Parque de Santa Lucía: lo storico cuore musicale di Mérida
Sotto le vivaci terrazze dei ristoranti e il palco della serenata musicale più celebre di Mérida, riposa la terra di quello che un tempo fu il cimitero coloniale segregato della città. Situato all'incrocio tra Calle 60 e Calle 55, il Parque de Santa Lucía fa da cerniera pedonale tra la cinquecentesca Plaza Grande a sud e l'ottocentesco Paseo de Montejo a nord. Oggi il parco incarna l'evoluzione di Mérida, passata da una rigida scacchiera coloniale a uno spazio di ritrovo pubblico e condiviso.
Origini coloniali e segregazione
Tracciato durante la fondazione di Mérida nel 1542, il Parque de Santa Lucía è una delle due piazze pubbliche più antiche della città. In origine, le autorità spagnole destinarono questo appezzamento ai margini settentrionali del nucleo coloniale alla popolazione nera e afrodiscendente, sia schiavizzata che libera. Poiché a questa comunità segregata era vietato pregare nella cattedrale principale, nel 1575 l'encomendero Pedro García fece costruire una cappella dedicata a santa Lucia. Per secoli, il sagrato della chiesa e i terreni circostanti funzionarono come il principale cimitero municipale, finché le riforme sanitarie del XIX secolo non misero fine alle sepolture urbane.
Una trasformazione ottocentesca
Nel 1804, per abbellire la città, il governatore Benito Pérez Valdelomar ordinò la creazione di una vera e propria piazza pubblica sul sito. Lo spazio fu inaugurato ufficialmente nel 1878, con una pavimentazione in mattoni e il colonnato ad archi in pietra che ancora oggi fa da cornice all'area. Nel 1887 venne eretto al centro un obelisco a colonna spezzata in onore del colonnello Sebastián Molas.
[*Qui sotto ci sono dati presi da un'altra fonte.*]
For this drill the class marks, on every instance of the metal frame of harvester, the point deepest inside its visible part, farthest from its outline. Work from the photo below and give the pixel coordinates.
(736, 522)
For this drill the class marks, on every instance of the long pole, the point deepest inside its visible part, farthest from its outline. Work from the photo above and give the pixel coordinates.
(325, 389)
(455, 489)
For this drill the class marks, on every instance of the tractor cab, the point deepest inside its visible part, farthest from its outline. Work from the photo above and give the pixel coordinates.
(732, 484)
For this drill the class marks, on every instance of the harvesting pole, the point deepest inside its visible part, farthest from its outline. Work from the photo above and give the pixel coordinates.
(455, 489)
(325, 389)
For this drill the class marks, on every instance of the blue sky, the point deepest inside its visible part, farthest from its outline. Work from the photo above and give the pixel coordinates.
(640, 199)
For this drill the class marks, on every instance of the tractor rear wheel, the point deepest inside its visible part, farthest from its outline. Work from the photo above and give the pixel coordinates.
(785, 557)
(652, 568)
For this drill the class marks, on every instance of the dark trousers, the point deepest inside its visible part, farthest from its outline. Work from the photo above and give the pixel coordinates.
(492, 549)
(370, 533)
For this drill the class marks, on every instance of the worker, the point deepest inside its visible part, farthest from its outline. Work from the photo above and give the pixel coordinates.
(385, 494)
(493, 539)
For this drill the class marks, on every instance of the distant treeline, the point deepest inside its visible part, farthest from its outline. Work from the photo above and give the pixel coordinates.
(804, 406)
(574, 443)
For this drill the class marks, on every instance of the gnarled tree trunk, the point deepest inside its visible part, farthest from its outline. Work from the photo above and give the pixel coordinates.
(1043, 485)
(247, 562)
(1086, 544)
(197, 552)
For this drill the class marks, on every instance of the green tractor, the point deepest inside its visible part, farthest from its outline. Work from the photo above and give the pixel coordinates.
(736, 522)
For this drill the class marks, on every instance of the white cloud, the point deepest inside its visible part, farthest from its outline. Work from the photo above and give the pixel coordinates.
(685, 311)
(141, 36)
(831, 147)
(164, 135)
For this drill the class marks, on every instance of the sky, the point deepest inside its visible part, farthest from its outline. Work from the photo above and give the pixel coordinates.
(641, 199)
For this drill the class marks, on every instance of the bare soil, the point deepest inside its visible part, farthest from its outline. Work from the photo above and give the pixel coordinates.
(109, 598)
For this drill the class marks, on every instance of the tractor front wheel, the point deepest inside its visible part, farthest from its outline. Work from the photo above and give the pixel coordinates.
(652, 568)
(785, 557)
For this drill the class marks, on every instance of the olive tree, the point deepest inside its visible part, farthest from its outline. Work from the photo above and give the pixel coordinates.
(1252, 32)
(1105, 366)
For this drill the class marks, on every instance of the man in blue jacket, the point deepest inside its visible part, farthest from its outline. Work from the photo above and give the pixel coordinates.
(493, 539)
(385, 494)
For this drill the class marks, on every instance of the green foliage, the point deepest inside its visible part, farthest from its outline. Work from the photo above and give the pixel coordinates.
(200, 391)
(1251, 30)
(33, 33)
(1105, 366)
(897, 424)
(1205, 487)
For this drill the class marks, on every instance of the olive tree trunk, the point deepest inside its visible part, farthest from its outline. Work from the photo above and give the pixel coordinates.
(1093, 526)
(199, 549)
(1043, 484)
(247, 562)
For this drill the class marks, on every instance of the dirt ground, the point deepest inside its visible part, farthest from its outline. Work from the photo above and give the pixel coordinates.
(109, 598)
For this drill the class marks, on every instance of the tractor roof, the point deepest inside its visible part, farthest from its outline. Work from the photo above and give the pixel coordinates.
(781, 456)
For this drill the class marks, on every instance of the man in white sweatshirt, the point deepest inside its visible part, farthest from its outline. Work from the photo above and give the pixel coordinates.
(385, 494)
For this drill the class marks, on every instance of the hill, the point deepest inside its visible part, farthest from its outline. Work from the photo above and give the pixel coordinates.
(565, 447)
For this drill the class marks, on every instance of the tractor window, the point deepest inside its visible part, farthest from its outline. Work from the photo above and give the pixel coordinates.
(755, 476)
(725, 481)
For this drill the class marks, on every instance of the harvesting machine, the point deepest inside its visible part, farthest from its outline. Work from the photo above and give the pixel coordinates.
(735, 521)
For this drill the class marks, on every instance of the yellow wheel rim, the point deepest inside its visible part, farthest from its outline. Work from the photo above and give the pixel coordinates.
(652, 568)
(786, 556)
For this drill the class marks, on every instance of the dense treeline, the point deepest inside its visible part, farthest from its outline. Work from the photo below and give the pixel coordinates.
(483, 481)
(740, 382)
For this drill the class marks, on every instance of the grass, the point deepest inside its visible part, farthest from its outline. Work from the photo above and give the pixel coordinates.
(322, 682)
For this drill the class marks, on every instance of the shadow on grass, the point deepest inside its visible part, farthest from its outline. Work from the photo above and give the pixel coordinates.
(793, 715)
In seguito all'installazione del monumento, la piazza fu ribattezzata Parque de los Héroes, anche se tutti continuarono semplicemente a chiamarla Parque de Santa Lucía.
Architettura e punti di riferimento
Il parco si distingue per la facciata ocra rossastra della Iglesia de Santa Lucía, che crea un elegante contrasto con gli archi in pietra calcarea bianca del colonnato. Sparse per la piazza si trovano le tradizionali "sillas confidentes" bianche, note anche come le sedie degli innamorati. Queste iconiche panchine a forma di "S" furono progettate per consentire a due persone di conversare guardandosi negli occhi, ma rigorosamente senza contatto fisico. La piazza ospita anche una versione monumentale e gigante di queste sedute, diventata un'irrinunciabile sosta fotografica.
La culla della Serenata Yucateca
Nel 1965 la città istituì la Serenata Yucateca settimanale, consacrando il Parque de Santa Lucía come il palcoscenico a cielo aperto per eccellenza del folklore locale. Ogni giovedì sera, gli accordi delle chitarre acustiche e le armonie vocali a tre voci risuonano tra gli archi in pietra. Gli spettacoli gratuiti vedono alternarsi un'orchestra tipica dal vivo, trii di trova tradizionale e il ritmo incalzante dei tacchi dei ballerini di jarana nei loro abiti tradizionali dello Yucatán. Oggi la piazza è uno dei centri nevralgici della vita notturna e gastronomica della città, dove residenti e viaggiatori si ritrovano ai tavolini all'aperto che invadono lo spazio sotto il colonnato illuminato.
FAQ
Quando si tiene la Serenata Yucateca al Parque de Santa Lucía?
La Serenata Yucateca si tiene ogni giovedì sera. Si tratta di uno spettacolo pubblico e gratuito con un'orchestra tipica dal vivo, trii di trova tradizionale, declamazioni poetiche e ballerini di jarana.
Cosa si nasconde sotto il Parque de Santa Lucía?
Sotto la piazza lastricata e i tavolini dei ristoranti si trova la terra del primo cimitero municipale di epoca coloniale di Mérida. L'area fu originariamente destinata nel 1542 alla popolazione nera e afrodiscendente della città, all'epoca segregata.
Cosa sono le particolari sedie bianche del Parque de Santa Lucía?
La piazza ospita le "sillas confidentes" (le sedie degli innamorati), iconiche panchine a forma di "S" pensate per permettere a due persone di sedersi l'una di fronte all'altra senza contatto fisico. Nel parco si trova anche una versione monumentale e gigante di queste sedute.